Sébastien Dugué sebastien.dugue at bull.net
Fri Jun 27 02:16:35 PDT 2014


Hi Txema,

On Thu, 26 Jun 2014 16:01:59 +0200
Txema Heredia <txema.llistes at gmail.com> wrote:

> Thanks Sébastien!
> 
> I was worried because, when some of my colleagues tried to add to the 
> GPFS cluster some nodes using ofed 2.2, something went wrong and the 
> whole infiniband network collapsed. That's why I was wary of the change.
> Right now I am adding a couple of 2.2 nodes to the GPFS to check if the 
> problem was due to ofed or some other misconfiguration. I'll report back 
> if I detect any problem.
> 
> 
> As for ofed, I have a couple of questions:
> 
> - Is it safe/transparent to update from 1.5.3 to 2.2? Should I update my 
> gpfs servers? Should I wait?

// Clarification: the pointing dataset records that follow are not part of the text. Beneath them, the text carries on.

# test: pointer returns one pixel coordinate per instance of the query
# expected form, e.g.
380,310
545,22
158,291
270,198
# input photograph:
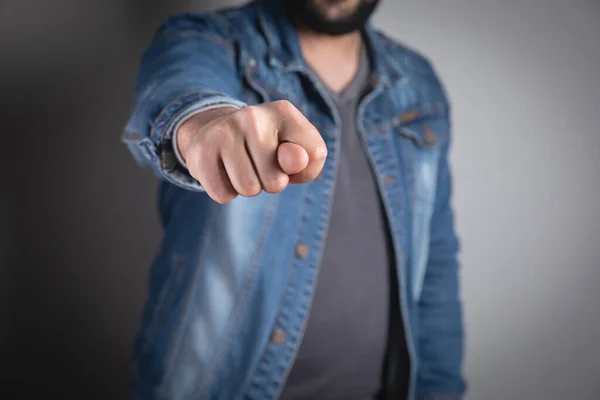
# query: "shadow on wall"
78,223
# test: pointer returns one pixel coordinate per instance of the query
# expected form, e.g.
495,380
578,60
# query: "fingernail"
321,152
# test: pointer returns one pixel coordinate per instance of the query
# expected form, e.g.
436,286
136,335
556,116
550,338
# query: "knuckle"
246,120
285,107
276,184
249,188
223,197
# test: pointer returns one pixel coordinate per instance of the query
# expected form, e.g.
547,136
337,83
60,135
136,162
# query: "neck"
334,58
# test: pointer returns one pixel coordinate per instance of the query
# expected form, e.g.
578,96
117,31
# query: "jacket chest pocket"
420,141
263,84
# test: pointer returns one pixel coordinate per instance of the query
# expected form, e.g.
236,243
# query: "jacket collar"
284,49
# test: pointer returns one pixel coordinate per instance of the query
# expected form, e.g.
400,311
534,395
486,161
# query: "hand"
235,152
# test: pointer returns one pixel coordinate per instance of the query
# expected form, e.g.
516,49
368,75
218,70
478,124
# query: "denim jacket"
231,285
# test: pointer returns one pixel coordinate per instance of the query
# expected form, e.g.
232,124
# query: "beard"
312,14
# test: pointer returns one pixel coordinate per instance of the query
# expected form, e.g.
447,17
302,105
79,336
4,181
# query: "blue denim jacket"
231,285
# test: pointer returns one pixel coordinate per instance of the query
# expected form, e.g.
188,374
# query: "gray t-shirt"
342,353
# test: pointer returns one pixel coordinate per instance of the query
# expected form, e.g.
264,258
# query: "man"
309,249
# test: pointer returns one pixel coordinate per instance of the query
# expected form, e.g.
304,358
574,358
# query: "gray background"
77,217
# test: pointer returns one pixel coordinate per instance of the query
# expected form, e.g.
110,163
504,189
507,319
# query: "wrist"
187,129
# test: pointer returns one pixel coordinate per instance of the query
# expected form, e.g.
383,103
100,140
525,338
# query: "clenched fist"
261,147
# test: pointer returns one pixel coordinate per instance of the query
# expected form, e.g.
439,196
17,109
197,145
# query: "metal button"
430,135
301,250
408,117
278,336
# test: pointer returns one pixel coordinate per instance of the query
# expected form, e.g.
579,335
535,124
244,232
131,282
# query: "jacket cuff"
155,148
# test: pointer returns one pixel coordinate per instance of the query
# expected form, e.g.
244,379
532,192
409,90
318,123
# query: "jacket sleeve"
440,331
189,66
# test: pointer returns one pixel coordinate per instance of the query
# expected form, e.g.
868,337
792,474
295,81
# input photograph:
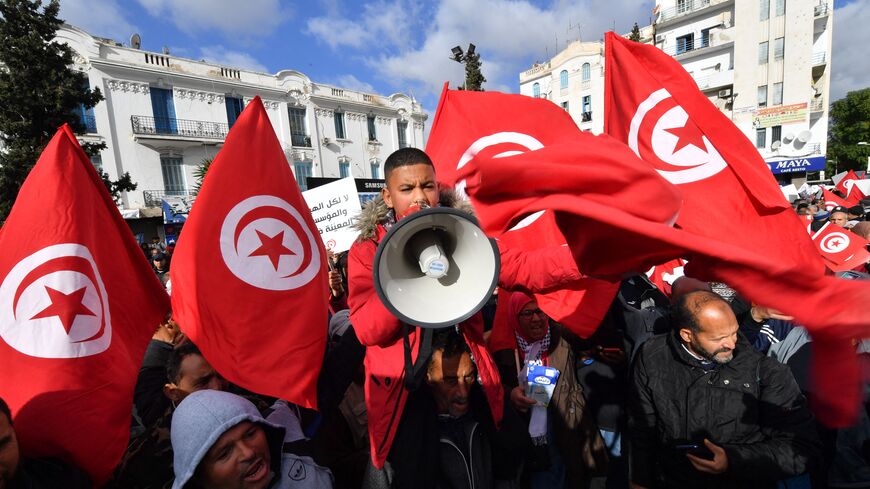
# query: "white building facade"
573,80
764,63
163,115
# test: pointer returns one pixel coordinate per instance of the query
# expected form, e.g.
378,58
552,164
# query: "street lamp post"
461,58
865,143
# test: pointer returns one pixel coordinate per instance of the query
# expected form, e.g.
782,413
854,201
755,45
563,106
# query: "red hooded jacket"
381,332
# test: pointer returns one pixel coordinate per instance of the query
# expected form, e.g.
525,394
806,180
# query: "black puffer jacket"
751,407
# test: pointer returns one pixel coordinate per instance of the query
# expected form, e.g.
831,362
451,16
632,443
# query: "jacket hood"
201,418
375,212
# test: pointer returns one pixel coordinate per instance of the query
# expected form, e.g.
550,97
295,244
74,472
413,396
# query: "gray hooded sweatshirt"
203,416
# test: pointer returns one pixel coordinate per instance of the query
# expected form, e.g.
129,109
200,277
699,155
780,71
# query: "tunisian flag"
617,213
841,248
249,273
655,107
831,200
78,303
843,185
467,126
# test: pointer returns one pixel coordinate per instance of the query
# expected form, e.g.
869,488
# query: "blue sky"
389,46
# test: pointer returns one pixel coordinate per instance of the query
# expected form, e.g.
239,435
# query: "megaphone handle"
414,370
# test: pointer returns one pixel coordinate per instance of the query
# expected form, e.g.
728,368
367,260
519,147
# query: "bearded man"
708,411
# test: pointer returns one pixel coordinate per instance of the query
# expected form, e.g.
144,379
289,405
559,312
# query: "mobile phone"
698,450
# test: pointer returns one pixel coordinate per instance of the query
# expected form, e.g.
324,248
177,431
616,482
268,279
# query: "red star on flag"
688,134
65,306
273,247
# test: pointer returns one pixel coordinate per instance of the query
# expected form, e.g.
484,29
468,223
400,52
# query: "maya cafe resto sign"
814,163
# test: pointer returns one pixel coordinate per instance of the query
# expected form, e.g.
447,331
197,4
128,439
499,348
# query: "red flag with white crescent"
467,127
655,107
841,248
846,182
248,273
831,200
78,303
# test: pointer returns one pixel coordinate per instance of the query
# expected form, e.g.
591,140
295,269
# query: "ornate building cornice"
128,86
203,96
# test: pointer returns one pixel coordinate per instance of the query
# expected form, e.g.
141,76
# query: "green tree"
199,173
635,33
849,126
39,92
474,78
115,187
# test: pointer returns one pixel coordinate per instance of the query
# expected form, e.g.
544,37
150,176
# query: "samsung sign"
815,163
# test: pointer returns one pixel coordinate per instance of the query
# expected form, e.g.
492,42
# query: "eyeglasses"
527,314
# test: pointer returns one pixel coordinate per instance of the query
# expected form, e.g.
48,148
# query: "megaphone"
435,268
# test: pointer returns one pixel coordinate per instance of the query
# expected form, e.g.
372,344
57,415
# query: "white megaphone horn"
435,268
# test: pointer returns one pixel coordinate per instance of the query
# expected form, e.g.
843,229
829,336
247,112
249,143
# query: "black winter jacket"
751,407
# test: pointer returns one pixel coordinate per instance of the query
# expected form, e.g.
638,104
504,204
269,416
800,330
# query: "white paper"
334,207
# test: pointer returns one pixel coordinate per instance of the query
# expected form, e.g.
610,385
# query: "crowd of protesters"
695,389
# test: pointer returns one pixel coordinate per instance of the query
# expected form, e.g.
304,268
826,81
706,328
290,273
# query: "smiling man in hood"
220,441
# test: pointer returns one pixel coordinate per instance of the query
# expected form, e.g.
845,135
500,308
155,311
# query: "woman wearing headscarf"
568,450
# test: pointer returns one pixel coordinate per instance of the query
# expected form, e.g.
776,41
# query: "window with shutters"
172,168
302,169
373,133
163,108
298,134
760,138
235,105
777,94
763,53
338,117
402,129
779,48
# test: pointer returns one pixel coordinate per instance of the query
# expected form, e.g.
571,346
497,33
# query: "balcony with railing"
685,8
154,198
817,104
714,80
300,140
144,125
821,10
89,122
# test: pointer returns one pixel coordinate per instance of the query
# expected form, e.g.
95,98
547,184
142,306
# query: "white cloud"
849,58
507,33
353,83
381,24
102,18
232,59
251,18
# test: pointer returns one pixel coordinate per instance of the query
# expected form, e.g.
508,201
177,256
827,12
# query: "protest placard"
334,207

Should I keep them on 1.5.3? Would that 
> cause problems in the future?

  I can only speak concerning the community OFED. In fact we're migrating from
1.5.4.1 to 3.12 which are very roughly equivalent to mlnx 1.5.3 and mlnx 2.2 and
so far, it's only a matter of un-installing the old one and installing the
new one with a few kernel module parameter changes.

> 
> - Why is the mellanox ofed installer changing my ib0 mac address?? When 
> kickstarting the node, the ib0 mac address is 
> 80:00:00:48:fe:80:00:00:00:00:00:00:00:02:c9:03:00:55:a4:b9, but after 
> installing the mellanox drivers it changes to 
> a0:00:01:00:fe:80:00:00:00:00:00:00:00:02:c9:03:00:55:a4:b9. This makes 
> the node not to load the ib0 interface and start the GPFS service 
> through ethernet, until you manually "ifup ib0" the node.

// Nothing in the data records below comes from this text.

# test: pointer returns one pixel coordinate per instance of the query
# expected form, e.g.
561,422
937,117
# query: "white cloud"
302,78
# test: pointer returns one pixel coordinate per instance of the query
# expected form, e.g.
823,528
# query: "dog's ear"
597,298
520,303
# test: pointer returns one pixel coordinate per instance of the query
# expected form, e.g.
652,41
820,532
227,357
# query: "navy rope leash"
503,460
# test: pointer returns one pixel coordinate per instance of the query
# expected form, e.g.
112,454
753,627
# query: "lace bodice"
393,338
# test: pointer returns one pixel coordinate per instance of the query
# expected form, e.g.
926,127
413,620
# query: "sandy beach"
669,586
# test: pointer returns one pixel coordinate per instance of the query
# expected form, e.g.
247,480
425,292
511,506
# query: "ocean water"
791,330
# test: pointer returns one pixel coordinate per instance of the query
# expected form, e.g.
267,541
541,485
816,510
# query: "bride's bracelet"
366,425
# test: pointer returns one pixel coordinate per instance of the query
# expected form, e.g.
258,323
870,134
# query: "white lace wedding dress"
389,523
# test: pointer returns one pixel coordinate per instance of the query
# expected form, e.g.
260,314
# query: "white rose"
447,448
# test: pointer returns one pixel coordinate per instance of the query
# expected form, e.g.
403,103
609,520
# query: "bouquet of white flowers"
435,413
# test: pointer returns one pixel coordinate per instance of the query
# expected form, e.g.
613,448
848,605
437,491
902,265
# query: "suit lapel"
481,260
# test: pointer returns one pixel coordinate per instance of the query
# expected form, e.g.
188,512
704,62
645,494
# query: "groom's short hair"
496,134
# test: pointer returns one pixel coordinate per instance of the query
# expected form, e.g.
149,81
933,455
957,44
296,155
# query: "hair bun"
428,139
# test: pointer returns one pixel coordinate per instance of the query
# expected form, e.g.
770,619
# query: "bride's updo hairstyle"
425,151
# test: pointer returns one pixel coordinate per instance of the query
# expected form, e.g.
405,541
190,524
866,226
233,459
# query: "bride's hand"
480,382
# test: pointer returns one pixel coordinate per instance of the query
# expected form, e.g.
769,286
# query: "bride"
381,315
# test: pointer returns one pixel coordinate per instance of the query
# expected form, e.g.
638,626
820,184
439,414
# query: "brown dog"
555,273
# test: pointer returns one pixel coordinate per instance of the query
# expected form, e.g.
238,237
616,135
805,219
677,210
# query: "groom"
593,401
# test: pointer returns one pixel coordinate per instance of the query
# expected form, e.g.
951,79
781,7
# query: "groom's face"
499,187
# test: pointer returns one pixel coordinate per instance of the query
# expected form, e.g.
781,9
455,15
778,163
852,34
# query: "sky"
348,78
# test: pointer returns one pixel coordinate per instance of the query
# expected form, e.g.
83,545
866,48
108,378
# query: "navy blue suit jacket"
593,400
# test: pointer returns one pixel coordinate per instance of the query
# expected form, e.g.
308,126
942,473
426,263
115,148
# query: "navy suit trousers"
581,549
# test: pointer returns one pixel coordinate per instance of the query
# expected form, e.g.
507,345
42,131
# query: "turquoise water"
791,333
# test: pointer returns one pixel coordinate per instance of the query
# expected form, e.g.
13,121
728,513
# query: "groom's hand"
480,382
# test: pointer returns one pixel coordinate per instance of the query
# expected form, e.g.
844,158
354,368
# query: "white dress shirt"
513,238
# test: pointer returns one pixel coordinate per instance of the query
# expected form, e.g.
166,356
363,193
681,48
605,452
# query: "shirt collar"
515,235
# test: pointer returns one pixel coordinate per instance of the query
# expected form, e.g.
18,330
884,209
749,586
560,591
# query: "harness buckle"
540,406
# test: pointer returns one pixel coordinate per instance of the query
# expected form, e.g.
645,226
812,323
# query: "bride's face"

  It's not the installer that change the HW address.

  An IPoIB address is constructed as follows:

  80		flags (bit 7 = Connected Mode)
  00:00:48	QP number (which may change if the ipoib module is reloaded
  fe:80...	Port GID

  Concerning the change of the flags from 80 to a0, I've no idea what flags bit 2
means (this is defined in the standard ipoib driver).

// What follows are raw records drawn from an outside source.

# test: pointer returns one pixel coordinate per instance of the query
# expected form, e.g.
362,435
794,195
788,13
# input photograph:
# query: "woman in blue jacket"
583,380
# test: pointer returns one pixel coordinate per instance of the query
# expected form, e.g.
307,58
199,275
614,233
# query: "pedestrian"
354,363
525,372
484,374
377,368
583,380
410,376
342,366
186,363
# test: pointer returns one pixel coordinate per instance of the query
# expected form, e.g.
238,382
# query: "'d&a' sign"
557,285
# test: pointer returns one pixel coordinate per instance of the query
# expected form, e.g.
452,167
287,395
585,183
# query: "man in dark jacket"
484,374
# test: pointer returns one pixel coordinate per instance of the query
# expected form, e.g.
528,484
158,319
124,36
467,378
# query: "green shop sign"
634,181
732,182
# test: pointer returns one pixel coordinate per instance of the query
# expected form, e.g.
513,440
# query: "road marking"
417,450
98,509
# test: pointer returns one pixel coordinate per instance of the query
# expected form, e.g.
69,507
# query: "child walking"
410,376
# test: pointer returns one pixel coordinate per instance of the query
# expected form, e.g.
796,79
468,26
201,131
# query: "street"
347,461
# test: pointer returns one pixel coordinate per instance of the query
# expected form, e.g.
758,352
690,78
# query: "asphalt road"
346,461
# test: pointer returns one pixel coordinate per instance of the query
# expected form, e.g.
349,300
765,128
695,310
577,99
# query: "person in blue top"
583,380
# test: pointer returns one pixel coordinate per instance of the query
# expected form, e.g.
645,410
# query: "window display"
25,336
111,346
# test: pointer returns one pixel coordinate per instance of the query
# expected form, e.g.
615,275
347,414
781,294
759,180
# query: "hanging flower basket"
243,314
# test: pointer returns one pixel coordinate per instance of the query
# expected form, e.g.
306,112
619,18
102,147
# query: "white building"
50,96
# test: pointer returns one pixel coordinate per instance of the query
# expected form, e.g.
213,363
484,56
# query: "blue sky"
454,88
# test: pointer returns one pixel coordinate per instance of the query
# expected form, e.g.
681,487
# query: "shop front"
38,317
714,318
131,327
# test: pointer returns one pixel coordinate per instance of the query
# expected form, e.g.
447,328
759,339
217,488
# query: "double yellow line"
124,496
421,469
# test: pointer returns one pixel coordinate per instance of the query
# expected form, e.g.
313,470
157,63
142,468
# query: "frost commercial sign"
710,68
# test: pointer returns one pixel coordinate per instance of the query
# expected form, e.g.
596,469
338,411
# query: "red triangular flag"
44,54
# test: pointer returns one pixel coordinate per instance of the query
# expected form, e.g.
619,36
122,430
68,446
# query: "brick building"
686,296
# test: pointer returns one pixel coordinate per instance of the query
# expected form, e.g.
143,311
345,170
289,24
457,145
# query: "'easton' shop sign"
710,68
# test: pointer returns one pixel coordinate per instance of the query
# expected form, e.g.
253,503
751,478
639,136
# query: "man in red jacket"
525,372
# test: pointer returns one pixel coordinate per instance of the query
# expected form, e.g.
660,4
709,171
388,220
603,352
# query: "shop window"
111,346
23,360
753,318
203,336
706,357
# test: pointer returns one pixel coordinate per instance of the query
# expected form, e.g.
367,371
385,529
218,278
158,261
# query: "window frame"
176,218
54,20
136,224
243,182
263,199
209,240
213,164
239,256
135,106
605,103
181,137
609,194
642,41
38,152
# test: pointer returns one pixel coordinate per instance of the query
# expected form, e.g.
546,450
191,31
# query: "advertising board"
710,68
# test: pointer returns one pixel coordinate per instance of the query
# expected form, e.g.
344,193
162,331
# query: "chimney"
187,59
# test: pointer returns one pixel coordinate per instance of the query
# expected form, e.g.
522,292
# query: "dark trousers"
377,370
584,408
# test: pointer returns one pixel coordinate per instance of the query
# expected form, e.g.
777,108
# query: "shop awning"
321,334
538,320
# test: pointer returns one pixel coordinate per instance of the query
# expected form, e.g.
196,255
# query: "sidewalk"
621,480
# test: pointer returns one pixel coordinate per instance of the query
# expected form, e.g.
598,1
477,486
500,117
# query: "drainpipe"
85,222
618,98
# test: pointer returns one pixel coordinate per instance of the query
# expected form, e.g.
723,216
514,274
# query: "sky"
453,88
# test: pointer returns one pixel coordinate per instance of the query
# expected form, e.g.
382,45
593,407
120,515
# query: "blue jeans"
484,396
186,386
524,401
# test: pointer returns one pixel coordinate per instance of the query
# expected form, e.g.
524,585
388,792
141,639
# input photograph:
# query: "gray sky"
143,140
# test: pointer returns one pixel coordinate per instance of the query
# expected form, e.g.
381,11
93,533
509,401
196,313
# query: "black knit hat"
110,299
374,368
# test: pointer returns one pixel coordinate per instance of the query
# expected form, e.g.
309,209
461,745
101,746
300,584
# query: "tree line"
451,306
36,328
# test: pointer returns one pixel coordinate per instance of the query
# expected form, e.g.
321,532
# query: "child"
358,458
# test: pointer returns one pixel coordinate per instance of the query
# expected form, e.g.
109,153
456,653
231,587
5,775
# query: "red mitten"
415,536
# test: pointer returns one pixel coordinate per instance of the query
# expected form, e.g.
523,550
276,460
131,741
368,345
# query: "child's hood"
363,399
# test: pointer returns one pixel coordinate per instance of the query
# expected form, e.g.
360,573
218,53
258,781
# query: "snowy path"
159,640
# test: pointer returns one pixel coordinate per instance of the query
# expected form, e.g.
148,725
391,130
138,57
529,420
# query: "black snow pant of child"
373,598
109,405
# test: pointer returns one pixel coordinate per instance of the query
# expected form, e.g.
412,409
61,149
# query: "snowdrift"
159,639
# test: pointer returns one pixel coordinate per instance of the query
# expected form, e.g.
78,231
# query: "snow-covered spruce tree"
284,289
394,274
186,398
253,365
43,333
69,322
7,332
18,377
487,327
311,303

  As to the QP number, you must be prepared for it to possibly change if you
reload the ipoib driver after the system has booted and some QP have been created.

> 
> - Why do the modules change from ofed 1.5.3 to 2.2? My 1.5.3 
> installation generates the following file:
> 
> # cat /etc/modprobe.d/mlx4_en.conf
> install mlx4_core modprobe --ignore-install $((modprobe -c | grep -wq 
> "^allow_unsupported_modules") && echo '--allow-unsupported-modules') 
> mlx4_core && if [ -e /etc/infiniband/openib.conf ]; then if ( grep -q 
> "^MLX4_EN_LOAD=yes" /etc/infiniband/openib.conf > /dev/null 2>&1); then 
> modprobe mlx4_en; fi; else modprobe mlx4_en; fi
> install mlx4_en modprobe --ignore-install $((modprobe -c | grep -wq 
> "^allow_unsupported_modules") && echo '--allow-unsupported-modules') 
> mlx4_en && if [ -e /etc/infiniband/openib.conf ]; then if ( grep -q 
> "^RUN_SYSCTL=yes" /etc/infiniband/openib.conf > /dev/null 2>&1); then 
> /sbin/sysctl_perf_tuning load; fi; fi
> remove mlx4_en /sbin/sysctl_perf_tuning unload ; modprobe -r 
> --ignore-remove mlx4_en
> # Configure Flow Control
> # pfctx:Priority based Flow Control policy on TX[7:0]. Per priority bit 
> mask (uint)
> # pfcrx:Priority based Flow Control policy on RX[7:0]. Per priority bit 
> mask (uint)
> options mlx4_core pfctx=0 pfcrx=0
> 
> (whose last line we later modify to  "options mlx4_core pfctx=0 pfcrx=0 
> log_num_mtt=20 log_mtts_per_seg=4" for gpfs memory considerations)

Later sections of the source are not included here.